The second internal memorandum publicly released by the IRS in October 2016 (CCA 201642035) similarly concluded that the receipt of a break-up fee by a buyer in a merger transaction resulted in a capital gain to the buyer pursuant to Section 1234A rather than ordinary income. The break-up fee described in this second memorandum was triggered when a public company target received a superior purchase offer from a third party and terminated the merger agreement with the buyer to pursue a transaction with the third party.

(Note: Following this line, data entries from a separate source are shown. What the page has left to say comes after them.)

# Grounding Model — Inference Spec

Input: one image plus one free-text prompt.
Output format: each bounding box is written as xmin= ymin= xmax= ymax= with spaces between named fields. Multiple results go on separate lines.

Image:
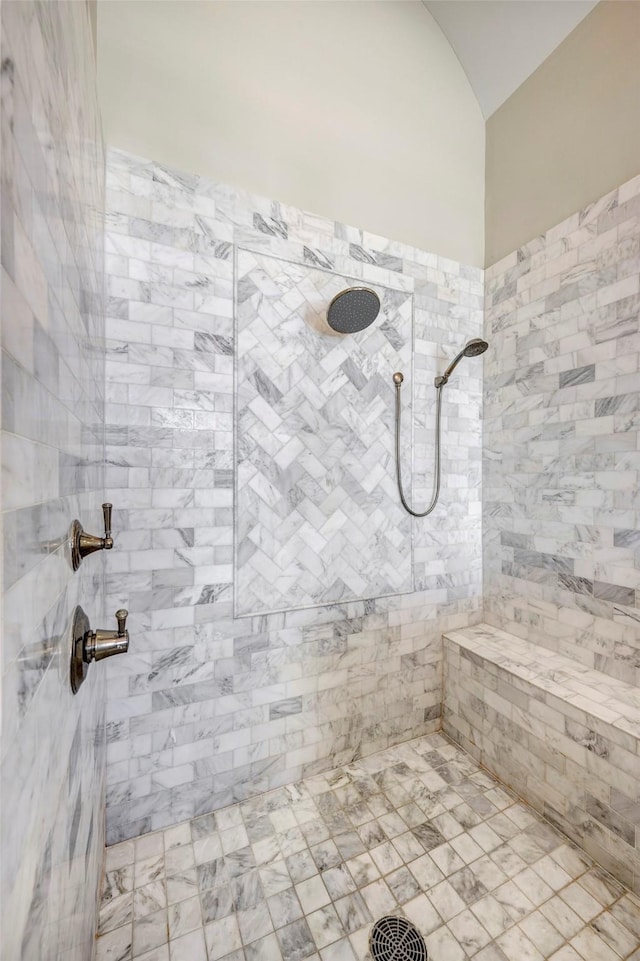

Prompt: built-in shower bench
xmin=443 ymin=623 xmax=640 ymax=893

Under Section 1234A, gain or loss that is attributable to the cancellation, lapse, expiration or other termination of a right or obligation with respect to property which is (or would be) a capital asset in the hands of the relevant taxpayer generally is treated as a capital gain or loss. In each of the memoranda, the IRS concluded that the applicable break-up fee was payable in connection with the termination of rights with respect to a target company’s stock, which would have been a capital asset in the hands of the applicable buyer. Therefore, from the buyer’s perspective, the IRS determined that the tax character of the break-up fee was capital in nature,

Prior IRS Analysis

The recent memoranda reach a contrary conclusion to that reached by the IRS in an earlier 2004 internal memorandum as well as a 2008 private letter ruling. In the earlier releases, the IRS concluded that the receipt by a buyer of a termination fee in a failed M&A transaction resulted in ordinary income for the buyer, in one release specifically ruling that Section 1234A did not apply to the transaction, which is inconsistent with current IRS thinking. This inconsistency is specifically acknowledged by the IRS in CCA 201642305.

Final Thoughts

The memoranda recently made public by the IRS provide some clarity for buyers in stock acquisitions that payment or receipt of a break-up fee can be treated as capital gains rather than ordinary income. However, there are still a number of questions facing buyers and sellers in this area. For instance, the memoranda do not address the taxation of the target or sellers. While one might think that sellers and buyers should be treated the same in these circumstances, this parity isn’t certain and there are some arguments for treating sellers differently. Moreover, the memoranda do not address the buyer’s treatment in certain transactions, such as when the acquired assets are not capital assets in their entirety. While we do not believe that the documents recently released by the IRS are likely to impact broader market practice with respect to break-up fees, these documents serve as a reminder that parties to an M&A transaction that includes a break-up fee should factor in the potential tax impact of any such fee when evaluating the transaction.